Director Walter Salles and screenwriter Jose Rivera bizarrely strip all cultural and historical context from a tale that desperately needs it today, 65 years after it is set — without that, their film looks like nothing so much as a random assemblage of man-boy exploits as self-indulgent layabouts smoke pot, listen to jazz, and write poetry. Just what the hell is wannabe writer — and stand-in for the author — Sal Paradise (Sam Riley) rebelling against? In what way is the world failing to meet his expectations? What is it about his new friend Dean Moriarty (Garrett Hedlund) that makes him, in Sal’s eyes, “holy”? We haven’t got a clue.
Sal and Dean, as they are presented here, are no different — no different — than Bill and Ted, Wayne and Garth, the Hangover guys, or Harold and Kumar, except perhaps for their gorgeous period setting. (The film looks amazing.

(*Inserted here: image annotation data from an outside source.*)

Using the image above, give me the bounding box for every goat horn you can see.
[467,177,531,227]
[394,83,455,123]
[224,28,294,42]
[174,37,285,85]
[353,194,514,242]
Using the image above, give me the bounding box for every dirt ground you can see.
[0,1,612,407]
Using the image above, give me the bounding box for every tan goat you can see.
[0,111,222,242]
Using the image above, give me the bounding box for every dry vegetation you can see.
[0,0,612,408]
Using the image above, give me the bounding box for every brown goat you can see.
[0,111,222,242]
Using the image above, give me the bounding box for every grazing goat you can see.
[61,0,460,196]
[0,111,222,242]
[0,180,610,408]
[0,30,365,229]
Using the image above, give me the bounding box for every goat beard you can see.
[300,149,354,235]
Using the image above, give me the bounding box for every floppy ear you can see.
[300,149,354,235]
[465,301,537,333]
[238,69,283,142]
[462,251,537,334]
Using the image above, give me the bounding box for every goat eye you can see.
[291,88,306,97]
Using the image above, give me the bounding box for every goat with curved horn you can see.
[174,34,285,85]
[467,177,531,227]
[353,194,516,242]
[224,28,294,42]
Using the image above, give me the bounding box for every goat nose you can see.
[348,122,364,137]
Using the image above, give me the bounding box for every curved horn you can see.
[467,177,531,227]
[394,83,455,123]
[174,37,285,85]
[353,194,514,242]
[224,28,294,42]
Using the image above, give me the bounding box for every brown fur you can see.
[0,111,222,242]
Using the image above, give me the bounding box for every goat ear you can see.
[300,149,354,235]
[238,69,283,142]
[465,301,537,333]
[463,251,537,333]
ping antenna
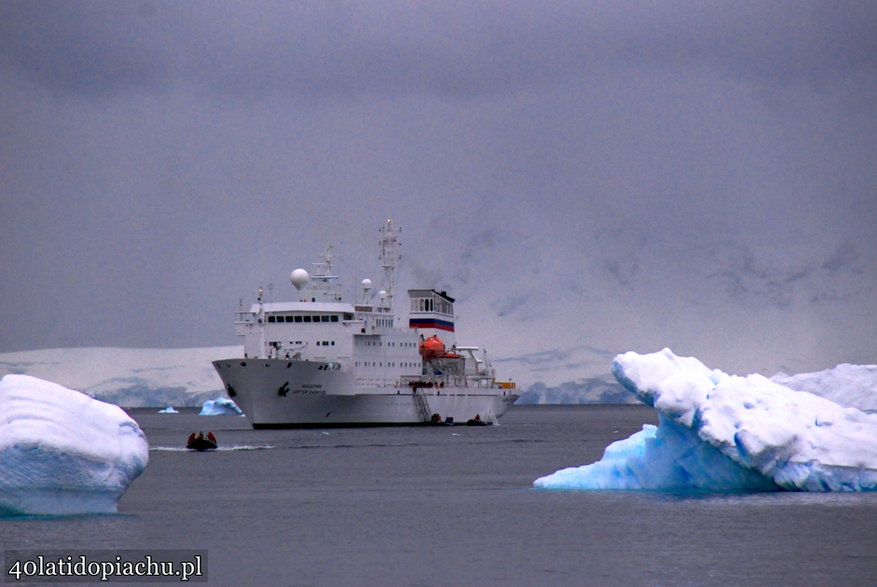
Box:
[378,218,402,312]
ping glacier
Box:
[0,346,877,411]
[534,349,877,492]
[0,375,149,516]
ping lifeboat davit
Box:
[420,336,445,359]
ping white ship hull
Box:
[213,358,518,428]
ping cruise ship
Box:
[213,220,518,428]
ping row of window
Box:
[359,340,417,347]
[355,361,421,368]
[268,314,353,324]
[411,298,454,316]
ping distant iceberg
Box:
[534,349,877,491]
[0,375,149,515]
[198,397,244,416]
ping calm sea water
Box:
[0,406,877,585]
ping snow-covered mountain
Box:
[0,346,877,411]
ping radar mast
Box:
[378,218,402,312]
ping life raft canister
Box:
[420,336,445,359]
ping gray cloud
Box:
[0,1,877,370]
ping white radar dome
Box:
[289,269,311,290]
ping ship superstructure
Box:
[213,220,517,428]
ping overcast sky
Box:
[0,0,877,374]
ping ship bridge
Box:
[408,289,455,347]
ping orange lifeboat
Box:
[420,336,445,359]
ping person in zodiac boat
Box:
[186,432,219,451]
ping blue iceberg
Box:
[534,349,877,491]
[198,397,244,416]
[0,375,149,515]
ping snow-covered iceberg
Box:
[198,397,244,416]
[534,349,877,491]
[0,375,149,515]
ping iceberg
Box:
[198,397,244,416]
[534,349,877,491]
[0,375,149,515]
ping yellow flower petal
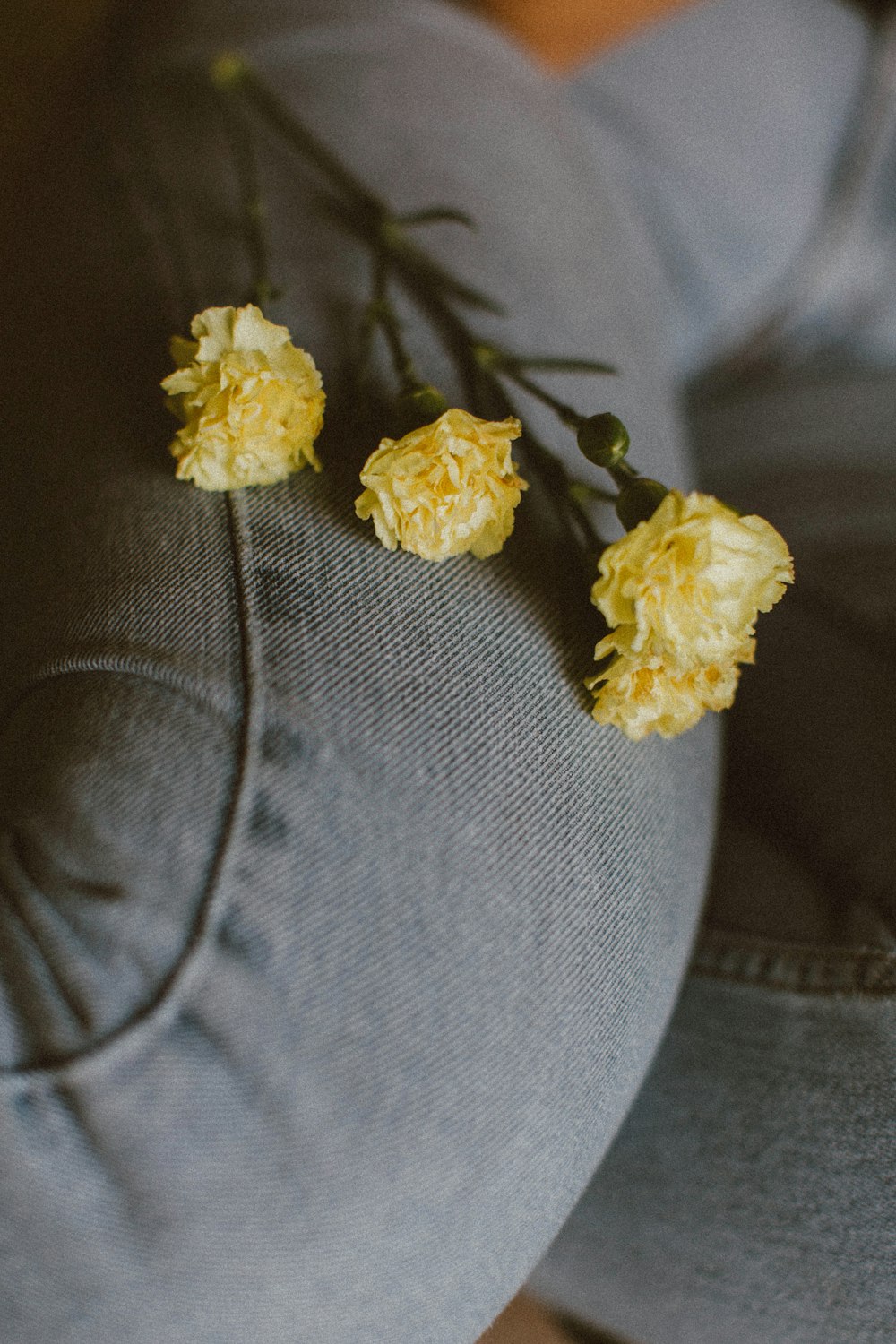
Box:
[586,658,740,742]
[161,304,325,491]
[591,491,793,672]
[586,491,794,742]
[355,409,527,561]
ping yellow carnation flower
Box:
[591,491,794,672]
[355,410,527,561]
[161,304,325,491]
[586,658,751,742]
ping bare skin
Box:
[466,0,694,74]
[0,0,694,1344]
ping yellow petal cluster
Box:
[355,409,527,561]
[586,491,794,741]
[161,304,325,491]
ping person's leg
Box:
[0,0,716,1344]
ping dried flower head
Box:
[586,491,794,741]
[161,304,325,491]
[586,645,753,742]
[355,410,527,561]
[591,491,794,671]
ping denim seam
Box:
[0,76,258,1096]
[688,929,896,999]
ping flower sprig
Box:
[162,53,793,741]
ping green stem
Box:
[228,58,390,222]
[369,252,423,394]
[220,88,275,308]
[495,363,587,432]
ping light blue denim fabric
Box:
[530,0,896,1344]
[0,0,718,1344]
[0,0,892,1344]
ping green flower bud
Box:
[616,476,669,532]
[576,411,629,468]
[398,383,447,425]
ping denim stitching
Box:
[688,929,896,999]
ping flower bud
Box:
[616,476,669,532]
[576,411,629,468]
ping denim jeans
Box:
[0,0,892,1344]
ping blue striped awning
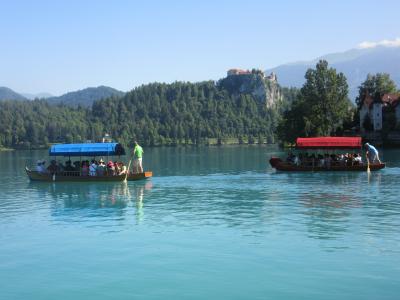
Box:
[49,143,125,156]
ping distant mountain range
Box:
[0,46,400,107]
[21,93,54,100]
[0,86,125,107]
[0,86,28,101]
[266,46,400,100]
[46,85,125,107]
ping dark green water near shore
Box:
[0,146,400,299]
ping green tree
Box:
[278,60,352,142]
[356,73,397,108]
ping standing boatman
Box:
[133,141,144,173]
[364,143,382,164]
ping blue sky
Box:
[0,0,400,95]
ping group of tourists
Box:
[36,158,127,176]
[36,141,144,176]
[286,153,363,168]
[286,143,381,169]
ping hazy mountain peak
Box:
[358,38,400,49]
[0,86,27,100]
[47,85,125,106]
[21,92,54,100]
[265,45,400,100]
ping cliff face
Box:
[219,70,282,108]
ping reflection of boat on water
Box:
[25,143,153,182]
[269,137,386,172]
[29,181,152,217]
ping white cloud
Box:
[358,38,400,49]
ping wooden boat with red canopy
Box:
[25,143,153,182]
[269,137,385,171]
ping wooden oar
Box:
[125,152,134,181]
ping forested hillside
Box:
[0,75,296,148]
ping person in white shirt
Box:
[89,160,97,176]
[36,160,46,173]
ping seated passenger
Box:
[96,158,106,176]
[64,160,75,172]
[114,161,121,175]
[318,154,325,167]
[47,160,58,174]
[89,159,97,176]
[36,160,46,173]
[353,153,362,165]
[107,160,115,176]
[74,160,81,171]
[324,154,332,169]
[118,162,126,175]
[81,161,89,176]
[57,160,65,173]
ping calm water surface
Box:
[0,146,400,299]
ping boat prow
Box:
[269,157,386,172]
[25,167,153,182]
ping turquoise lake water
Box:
[0,146,400,300]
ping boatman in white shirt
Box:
[133,141,144,173]
[364,143,382,164]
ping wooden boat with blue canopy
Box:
[269,137,386,171]
[25,143,153,182]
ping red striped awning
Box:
[296,136,361,149]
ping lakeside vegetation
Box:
[0,75,296,148]
[0,61,395,149]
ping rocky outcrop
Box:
[219,69,282,108]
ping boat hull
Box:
[25,168,153,182]
[269,157,386,172]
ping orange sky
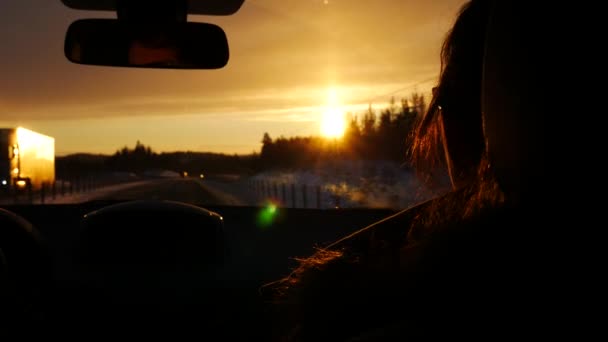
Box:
[0,0,464,155]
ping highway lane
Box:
[90,178,244,205]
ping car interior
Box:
[0,0,545,340]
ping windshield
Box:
[0,0,464,209]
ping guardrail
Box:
[249,180,345,209]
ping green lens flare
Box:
[258,203,277,228]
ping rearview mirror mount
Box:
[64,19,229,69]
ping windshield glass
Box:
[0,0,464,209]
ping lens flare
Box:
[258,203,278,228]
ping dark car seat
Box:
[0,209,52,332]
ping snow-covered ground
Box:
[251,161,452,209]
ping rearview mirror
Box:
[64,19,229,69]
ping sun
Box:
[321,107,346,138]
[321,88,346,138]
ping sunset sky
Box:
[0,0,464,155]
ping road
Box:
[30,178,249,206]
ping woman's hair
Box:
[409,0,491,187]
[271,0,504,340]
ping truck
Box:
[0,127,55,193]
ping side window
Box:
[0,132,7,160]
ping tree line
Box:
[258,93,426,170]
[56,93,426,179]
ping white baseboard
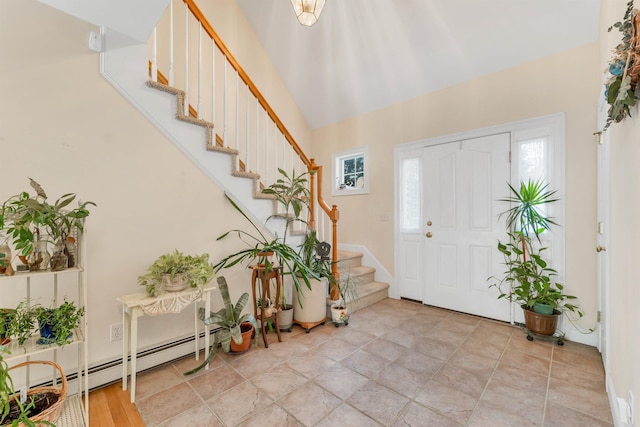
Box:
[89,336,211,390]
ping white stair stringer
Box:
[100,28,282,231]
[330,250,389,311]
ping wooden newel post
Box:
[308,159,318,234]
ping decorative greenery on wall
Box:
[604,0,640,130]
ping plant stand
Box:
[249,265,282,348]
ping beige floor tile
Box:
[544,402,613,427]
[412,337,464,360]
[415,381,478,425]
[315,337,359,362]
[467,402,542,427]
[136,365,186,399]
[459,332,509,360]
[230,349,282,379]
[395,349,444,375]
[547,378,613,422]
[136,383,202,427]
[553,341,604,374]
[336,328,377,347]
[393,403,463,427]
[362,338,407,361]
[480,378,545,425]
[189,365,245,400]
[251,364,307,400]
[447,348,498,379]
[507,331,555,359]
[206,381,273,426]
[238,404,303,427]
[347,381,409,425]
[551,361,606,393]
[491,365,549,398]
[433,364,489,398]
[137,299,612,427]
[157,403,224,427]
[277,382,342,426]
[340,350,390,378]
[287,350,336,378]
[499,348,551,375]
[316,403,381,427]
[373,363,431,399]
[313,364,368,399]
[381,329,419,348]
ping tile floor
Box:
[136,299,613,427]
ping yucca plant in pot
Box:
[185,276,258,375]
[489,180,583,335]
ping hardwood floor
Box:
[89,383,144,427]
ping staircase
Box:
[91,0,389,309]
[338,250,389,311]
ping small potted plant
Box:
[489,180,583,336]
[33,299,85,346]
[0,308,16,345]
[185,276,258,375]
[138,249,214,297]
[0,178,96,271]
[331,274,358,328]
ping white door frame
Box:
[390,113,567,320]
[596,94,611,373]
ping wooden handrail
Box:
[183,0,311,168]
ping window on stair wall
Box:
[331,147,370,196]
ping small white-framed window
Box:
[331,147,369,196]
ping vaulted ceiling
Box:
[237,0,600,129]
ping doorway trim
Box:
[390,113,568,320]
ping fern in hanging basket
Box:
[604,0,640,130]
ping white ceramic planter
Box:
[293,277,329,323]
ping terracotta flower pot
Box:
[231,322,255,353]
[522,307,560,336]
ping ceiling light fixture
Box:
[291,0,325,27]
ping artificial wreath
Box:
[604,0,640,130]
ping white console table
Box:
[117,284,216,403]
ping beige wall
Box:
[601,0,640,424]
[313,44,601,327]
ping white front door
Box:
[422,133,510,320]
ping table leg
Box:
[204,292,211,369]
[122,304,131,390]
[130,307,142,403]
[193,302,200,360]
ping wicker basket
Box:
[3,360,67,427]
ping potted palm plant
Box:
[214,194,319,312]
[138,249,214,297]
[489,180,583,336]
[185,276,258,375]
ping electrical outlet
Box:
[110,323,122,342]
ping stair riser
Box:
[338,257,362,274]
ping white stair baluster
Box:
[169,2,174,87]
[184,3,189,116]
[151,28,158,82]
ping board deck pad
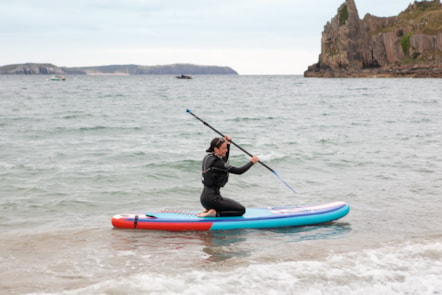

The same cannot be said for the content.) If we’re meant to take it that Kerouac set the stage for stoner bromances, no thank you. Sal and Dean talk about how they might get around to talking about stuff without ever actually getting around to saying anything of substance. In fact, perhaps the only moment consisting of something close to an authentic philosophical take on the world — as crass as it may be — comes from Amy Adams’ kooky rural Louisiana housewife, who explains to Elisabeth Moss and Kristen Stewart, the ill-treated toys of the men here, that there’s a certain necessity in giving men oral sex..
The narrative is nothing but Sal chasing Dean (and once or twice Dean chasing Sal) around the country — between Denver and San Francisco and New York and New Orleans — doing odd jobs and being miserable. Sometimes Sal is driven to scribble things on paper, once so inspired that he runs out of paper and has to resort to using newspaper, and even wears pencils down to stubs, but what he’s writing is left a mystery. (The suggestion is that he’s writing the very story we see on-screen, but as already noted, we get no indication as to why this story is worth telling.) It’s as if the entire film is made up of all the bits in between the interesting bits (which have been cut out). It’s a shameful waste of a fantastic cast, which also features Kirsten Dunst, Viggo Mortensen, Steve Buscemi, and Alice Braga.
Why did this story hit like a ton of cultural bricks in the 1950s? Why is it still important today? This On the Road has no insight and no hindsight.